What is deep learning?

Artificial intelligence innovations like this only became possible recently due to breakthroughs made in deep learning. Through deep learning, computers are taught to perceive the world through a hierarchy of concepts. They are introduced to more and more complex ideas until they 'learn' from past concepts, eventually giving them the ability to independently seek out new knowledge.

How is AI used in self-driving cars?

Self-driving cars are, of course, one of the most exciting advancements made possible by AI technology.

Autonomous vehicles have been a talking point for Mercedes-Benz. Not only has self-driving technology been a key feature in recent concept cars, including the VISION AVTR and the Mercedes-Benz F 015, which hint at the technology’s more futuristic capabilities, but it is also influencing the more immediate future.

Mercedes-Benz parent company Daimler AG has partnered with key collaborators to develop automated technology that will be available to the public in the coming years.
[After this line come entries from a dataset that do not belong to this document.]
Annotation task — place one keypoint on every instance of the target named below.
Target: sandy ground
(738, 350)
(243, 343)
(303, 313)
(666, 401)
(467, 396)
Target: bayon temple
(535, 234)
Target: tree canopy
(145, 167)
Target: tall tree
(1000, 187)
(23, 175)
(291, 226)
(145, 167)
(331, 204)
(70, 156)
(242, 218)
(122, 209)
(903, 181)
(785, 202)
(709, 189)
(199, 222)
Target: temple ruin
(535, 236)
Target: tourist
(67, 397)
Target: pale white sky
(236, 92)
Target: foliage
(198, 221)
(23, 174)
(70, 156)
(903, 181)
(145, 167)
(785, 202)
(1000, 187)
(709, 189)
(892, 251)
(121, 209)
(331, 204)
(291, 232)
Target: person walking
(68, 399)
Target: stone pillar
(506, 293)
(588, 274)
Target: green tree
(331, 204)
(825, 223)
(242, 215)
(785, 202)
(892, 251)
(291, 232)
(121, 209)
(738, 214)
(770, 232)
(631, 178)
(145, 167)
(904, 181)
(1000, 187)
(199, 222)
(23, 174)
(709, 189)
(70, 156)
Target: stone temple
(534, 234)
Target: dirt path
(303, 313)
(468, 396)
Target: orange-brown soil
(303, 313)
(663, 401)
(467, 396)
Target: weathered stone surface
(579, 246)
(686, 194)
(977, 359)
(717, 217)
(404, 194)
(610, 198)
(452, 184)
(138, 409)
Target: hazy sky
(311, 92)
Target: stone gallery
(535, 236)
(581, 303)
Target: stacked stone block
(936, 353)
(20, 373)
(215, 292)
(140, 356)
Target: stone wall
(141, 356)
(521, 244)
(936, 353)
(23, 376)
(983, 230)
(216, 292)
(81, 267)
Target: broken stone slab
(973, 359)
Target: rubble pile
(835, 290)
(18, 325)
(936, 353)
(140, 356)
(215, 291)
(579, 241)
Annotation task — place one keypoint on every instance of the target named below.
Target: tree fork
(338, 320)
Independently, Mercedes-Benz is also working on DRIVE PILOT, a semi-autonomous system that allows the driver to switch off and focus on other tasks – like work or entertainment provided by the car’s infotainment system – while DRIVE PILOT takes over the vehicle during highway travel.

All of these projects involve developing AI systems that rely on sensors, GPS, cameras and cloud services to give the vehicle its reactive, ‘human brain’. In the DRIVE PILOT example, artificial intelligence will tell the vehicle to break if a person darts in front of the car or if a car merges suddenly in front of it.
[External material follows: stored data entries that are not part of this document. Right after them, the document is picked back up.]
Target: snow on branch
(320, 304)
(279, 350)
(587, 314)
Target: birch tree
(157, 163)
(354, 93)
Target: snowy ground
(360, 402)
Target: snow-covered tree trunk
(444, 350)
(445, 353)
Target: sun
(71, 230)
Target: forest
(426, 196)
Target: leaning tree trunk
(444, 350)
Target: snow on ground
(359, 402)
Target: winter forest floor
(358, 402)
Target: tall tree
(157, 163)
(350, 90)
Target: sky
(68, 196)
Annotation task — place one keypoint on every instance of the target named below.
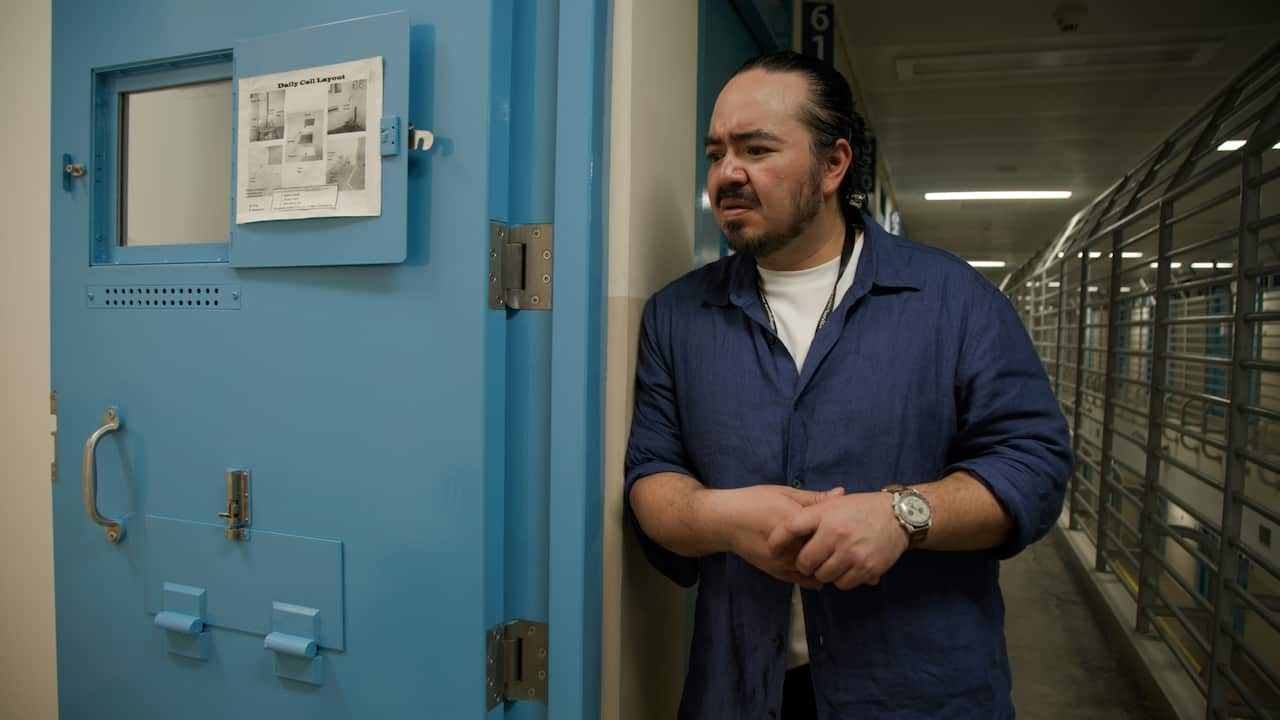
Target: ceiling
(1005, 95)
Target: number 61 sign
(819, 31)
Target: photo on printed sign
(304, 142)
(264, 169)
(266, 115)
(347, 106)
(346, 163)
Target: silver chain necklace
(845, 254)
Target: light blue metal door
(282, 450)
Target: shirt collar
(885, 260)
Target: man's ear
(839, 163)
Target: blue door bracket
(183, 620)
(293, 639)
(389, 136)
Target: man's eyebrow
(758, 133)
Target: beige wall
(27, 669)
(652, 153)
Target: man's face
(763, 181)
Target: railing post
(1238, 423)
(1152, 534)
(1152, 537)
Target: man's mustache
(736, 194)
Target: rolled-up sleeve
(1011, 433)
(656, 442)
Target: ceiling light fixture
(1230, 145)
(1001, 195)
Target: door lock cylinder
(237, 505)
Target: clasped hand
(813, 538)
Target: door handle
(114, 528)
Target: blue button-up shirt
(923, 369)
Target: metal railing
(1156, 313)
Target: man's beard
(807, 204)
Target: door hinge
(53, 410)
(520, 267)
(516, 662)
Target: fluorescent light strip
(1232, 145)
(1001, 195)
(1095, 254)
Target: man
(784, 397)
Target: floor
(1063, 665)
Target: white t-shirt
(798, 299)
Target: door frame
(577, 358)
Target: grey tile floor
(1064, 668)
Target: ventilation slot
(164, 296)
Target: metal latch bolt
(520, 267)
(516, 662)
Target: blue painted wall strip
(577, 346)
(529, 333)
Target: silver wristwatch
(913, 513)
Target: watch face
(915, 510)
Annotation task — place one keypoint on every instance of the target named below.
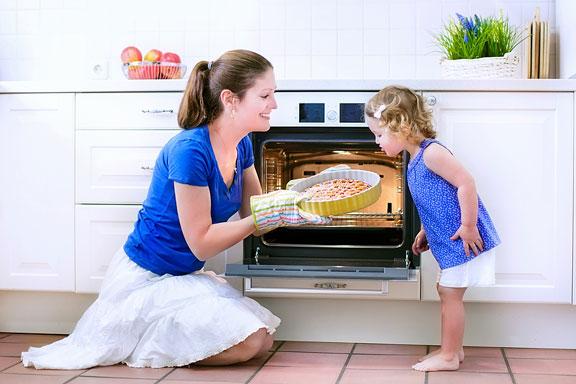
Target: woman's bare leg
(253, 346)
(453, 321)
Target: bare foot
(437, 363)
(460, 355)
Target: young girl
(455, 224)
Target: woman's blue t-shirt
(157, 242)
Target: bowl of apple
(155, 65)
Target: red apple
(170, 66)
(133, 72)
(147, 70)
(130, 54)
(153, 55)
But in the fully autonomous vehicle of the future, the possibilities are exciting. Theoretically, if all cars gain the ability to communicate with each other through AI, they could do more than prevent accidents – they could also coordinate traffic patterns, making traffic jams a thing of the past.

The future of luxury

Artificial intelligence systems also have the potential to significantly increase our comfort when we drive.

In 2018, Mercedes-Benz debuted an AI-powered operating system, the Mercedes-Benz User Experience (MBUX), in the new A-Class. The intelligent technology is revolutionary because it responds to natural language. All you have to do is say, “Hey Mercedes” and it will understand conversational commands like “I'm cold, make it warmer in here" or "play my favourite song". It also adapts to the driver’s habits over time.  

A close up of a Mercedes-Benz dashboard

MBUX is an AI-powered system in all new Mercedes-Benz vehicles that allows the driver to communicate through voice commands. Image: Supplied.

“The car is a learning system,” explains Daimler CEO Ola Källenius. “It’s like a very good butler — the more you use it, the better it knows and anticipates your preferences.”

In-car conveniences will be taken much further in the years to come. In January, Bosch wowed audiences at CES with a prototype of its Virtual Visor, which is expected to go into development over the next few years. The transparent LCD screen fixes to the windscreen and uses an RGB camera to track the movement of the sun on the driver's face. If it detects too much sunlight, the screen becomes tinted, blocking the glare. Given how often temporary blindness contributes to accidents, this is both a comfort feature and safety feature.

Several brands and start-ups, such as Affectiva Automotive AI, are working on dashboard technology that uses cameras and microphones to monitor the driver's face and voice for fatigue and distraction. If this ‘emotion detection’ system believes you’re in danger, then it might play music to wake you up or take control to pull the car over. Not only would this function prevent accidents, but it could also reduce driver stress. While this is difficult technology to develop because of the nuances in human facial expressions, it’s an exciting innovation that hints at the artificial intelligence possibilities of the future.